Leadership of NCOs is essential in Air Force today

  • Published
  • By Senior Airman Daniel Burton
  • 1st Combat Communications Squadron
The transition from the Airman tier to the non-commissioned officer tier can be one of the most challenging, yet exciting events for an Airman in today's Air Force. The leadership skills obtained through job experience and professional military education are critical to the success of our mission as an expeditionary and rapid global response force. To possess these skills is of the utmost importance as an NCO assigned to the 1st Combat Communications Squadron. 

Ensuring that your Airmen, as well as yourself, are physically, technically, mentally and spiritually ready to accomplish the mission at hand is one of the primary responsibilities of an NCO. While providing quality command, control, communication, computers, intelligence, surveillance and reconnaissance systems throughout Europe, Africa and the Middle East, it is not uncommon to find a junior NCO in our unit tasked with the responsibility of deploying and setting up these systems in remote locations successfully on their own. Therefore, an NCO assigned to the 1st CBCS must have superior knowledge of their job in order to properly train and prepare an Airman for what they will experience while in a deployed location. 

Another critical asset provided by our unit's NCOs is the ability to make sound and quick decisions wherever our mission may take us.
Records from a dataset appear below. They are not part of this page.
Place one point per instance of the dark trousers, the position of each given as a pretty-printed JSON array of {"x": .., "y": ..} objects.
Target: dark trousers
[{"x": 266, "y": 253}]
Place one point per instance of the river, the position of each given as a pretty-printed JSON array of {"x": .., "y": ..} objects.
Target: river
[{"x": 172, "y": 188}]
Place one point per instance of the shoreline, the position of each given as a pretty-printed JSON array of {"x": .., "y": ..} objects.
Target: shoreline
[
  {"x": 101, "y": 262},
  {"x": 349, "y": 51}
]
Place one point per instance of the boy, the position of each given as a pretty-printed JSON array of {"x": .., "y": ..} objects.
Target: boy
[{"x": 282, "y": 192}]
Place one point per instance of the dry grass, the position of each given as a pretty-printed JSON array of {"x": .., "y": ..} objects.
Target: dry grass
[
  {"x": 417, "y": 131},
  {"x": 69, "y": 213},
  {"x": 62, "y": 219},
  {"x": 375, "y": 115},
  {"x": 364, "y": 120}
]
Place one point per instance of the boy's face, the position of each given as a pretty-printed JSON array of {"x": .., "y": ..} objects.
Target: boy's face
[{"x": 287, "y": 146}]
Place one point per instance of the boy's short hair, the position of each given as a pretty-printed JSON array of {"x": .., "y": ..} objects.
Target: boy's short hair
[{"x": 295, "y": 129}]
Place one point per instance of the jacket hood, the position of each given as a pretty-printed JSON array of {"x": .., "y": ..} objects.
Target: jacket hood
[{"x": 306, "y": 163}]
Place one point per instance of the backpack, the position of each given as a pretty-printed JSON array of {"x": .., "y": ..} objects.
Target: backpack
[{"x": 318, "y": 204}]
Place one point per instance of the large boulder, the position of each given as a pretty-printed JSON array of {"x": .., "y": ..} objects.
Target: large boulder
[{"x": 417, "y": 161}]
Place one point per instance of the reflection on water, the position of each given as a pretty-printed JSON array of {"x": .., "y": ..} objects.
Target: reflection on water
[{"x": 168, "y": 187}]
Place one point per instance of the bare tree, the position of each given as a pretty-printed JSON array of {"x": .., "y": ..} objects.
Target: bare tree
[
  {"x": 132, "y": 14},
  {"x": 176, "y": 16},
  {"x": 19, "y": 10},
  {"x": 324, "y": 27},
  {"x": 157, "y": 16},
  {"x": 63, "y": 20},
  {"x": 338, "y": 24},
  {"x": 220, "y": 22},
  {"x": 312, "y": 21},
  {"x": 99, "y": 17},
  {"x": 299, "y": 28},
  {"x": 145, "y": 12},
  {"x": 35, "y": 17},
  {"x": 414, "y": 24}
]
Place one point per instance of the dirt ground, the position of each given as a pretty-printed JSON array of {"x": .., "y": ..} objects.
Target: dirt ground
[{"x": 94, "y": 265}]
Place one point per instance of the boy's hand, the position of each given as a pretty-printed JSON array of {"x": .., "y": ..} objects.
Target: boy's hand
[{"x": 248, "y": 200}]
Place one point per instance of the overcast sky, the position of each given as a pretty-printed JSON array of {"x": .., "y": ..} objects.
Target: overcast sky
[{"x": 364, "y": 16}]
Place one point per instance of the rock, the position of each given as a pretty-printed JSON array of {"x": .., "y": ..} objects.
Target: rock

Taking control in emergency situations while fighting an enemy that engages us with unconventional warfare is one of the leadership skills that cannot be absorbed through training, yet a true test of character in what it means to be a non-commissioned officer in the 1st CBCS. 

President Dwight Eisenhower once said "Leadership is the art of getting someone else to do something you want done because he wants to do it." Without these certain leadership roles and characteristics of the 1st Combat Comm's NCOs both past and present, we would not have provided the leadership needed to endure our long and grueling deployments to some of the world's most austere locations. Without the dedication of these fine men and women the 1st Combat Comm would not be the most highly decorated non-flying unit in the Air Force, nor would any of our history making missions have been successfully accomplished.